- Ucciso da un drone l’ideatore della carneficina all’aereoporto di Kabul, chi altro dovrebbe temere la punizione promessa da Biden? I rimasugli dell’Isis Khorasan nascosti al confine con il Pakistan? E soltanto loro o anche altri?
- L’Afghanistan è forse uno dei pochi luoghi del mondo dove la storia si presenta quasi sempre come intrigo, complotto labirintico; dove nulla è ciò che appare. Era così anche ai tempi del “Kim” di Kipling, figuriamoci in una fase che vede accorrere tutti i servizi segreti dell’area.

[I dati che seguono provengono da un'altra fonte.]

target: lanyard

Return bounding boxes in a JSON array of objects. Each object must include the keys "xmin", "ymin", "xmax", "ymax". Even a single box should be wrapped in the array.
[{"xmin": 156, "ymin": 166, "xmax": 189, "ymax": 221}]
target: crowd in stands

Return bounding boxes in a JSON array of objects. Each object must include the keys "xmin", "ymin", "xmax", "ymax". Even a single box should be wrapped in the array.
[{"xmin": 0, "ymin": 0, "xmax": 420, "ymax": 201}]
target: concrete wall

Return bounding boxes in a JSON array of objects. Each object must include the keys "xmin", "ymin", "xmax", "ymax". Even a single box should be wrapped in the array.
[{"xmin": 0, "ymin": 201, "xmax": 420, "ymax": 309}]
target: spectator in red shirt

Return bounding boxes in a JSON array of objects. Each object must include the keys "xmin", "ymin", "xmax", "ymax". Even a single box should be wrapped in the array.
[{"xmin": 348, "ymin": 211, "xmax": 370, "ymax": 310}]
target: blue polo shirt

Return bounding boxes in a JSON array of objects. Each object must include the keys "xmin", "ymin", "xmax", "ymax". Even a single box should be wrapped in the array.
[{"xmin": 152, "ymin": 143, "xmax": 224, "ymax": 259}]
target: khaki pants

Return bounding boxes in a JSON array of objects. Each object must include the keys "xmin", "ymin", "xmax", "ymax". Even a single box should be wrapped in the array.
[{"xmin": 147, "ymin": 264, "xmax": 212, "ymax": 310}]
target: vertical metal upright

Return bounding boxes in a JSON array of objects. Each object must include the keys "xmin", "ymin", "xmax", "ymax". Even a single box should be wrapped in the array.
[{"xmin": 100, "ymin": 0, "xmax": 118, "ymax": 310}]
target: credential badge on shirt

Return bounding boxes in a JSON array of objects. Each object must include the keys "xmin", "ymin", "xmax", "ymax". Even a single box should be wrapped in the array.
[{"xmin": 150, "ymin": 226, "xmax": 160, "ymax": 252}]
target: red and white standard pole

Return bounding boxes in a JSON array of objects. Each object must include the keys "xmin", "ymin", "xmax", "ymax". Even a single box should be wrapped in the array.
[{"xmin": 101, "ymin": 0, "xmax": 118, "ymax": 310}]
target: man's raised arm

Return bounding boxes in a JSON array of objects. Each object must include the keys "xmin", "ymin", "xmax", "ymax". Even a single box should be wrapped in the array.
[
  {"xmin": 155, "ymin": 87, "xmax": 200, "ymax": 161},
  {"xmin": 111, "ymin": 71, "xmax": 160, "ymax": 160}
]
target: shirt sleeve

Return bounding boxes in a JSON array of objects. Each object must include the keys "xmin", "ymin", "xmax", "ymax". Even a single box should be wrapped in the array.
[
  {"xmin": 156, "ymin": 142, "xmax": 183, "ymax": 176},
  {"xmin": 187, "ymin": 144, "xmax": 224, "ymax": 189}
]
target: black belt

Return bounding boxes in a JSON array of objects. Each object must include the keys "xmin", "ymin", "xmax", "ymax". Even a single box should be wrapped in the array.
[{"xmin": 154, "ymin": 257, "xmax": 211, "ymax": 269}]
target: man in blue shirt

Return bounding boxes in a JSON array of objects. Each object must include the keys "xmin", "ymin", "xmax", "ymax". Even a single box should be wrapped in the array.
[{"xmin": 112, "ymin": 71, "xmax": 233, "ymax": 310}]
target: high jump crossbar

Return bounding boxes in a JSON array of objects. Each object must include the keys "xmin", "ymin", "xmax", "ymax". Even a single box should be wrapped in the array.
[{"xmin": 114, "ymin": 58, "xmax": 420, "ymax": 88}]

- L’altra avvertenza da non dimenticare: al contrario del terrorismo europeo, le organizzazioni armate non sono compartimentate e mancano di una precisa identità ideologica che impedisca joint venture con organizzazioni rivali.
Ucciso da un drone l’ideatore della carneficina all’aereoporto di Kabul, chi altro dovrebbe temere la punizione promessa da Biden? I rimasugli dell’Isis Khorasan nascosti al confine con il Pakistan? E soltanto loro o anche altri, omessi per ragioni di opportunità dal presidente americano?
In merito la sparsa setta degli specialisti in Talebani (nel mondo forse una ventina, tra ricercatori e giornalisti asiatici) è circospetta, come di solito i pochi che sanno quando si discute di misteri afghani. Davvero l’Isis e tutti i Talebani sono tra loro nemici? Alcuni dubitano.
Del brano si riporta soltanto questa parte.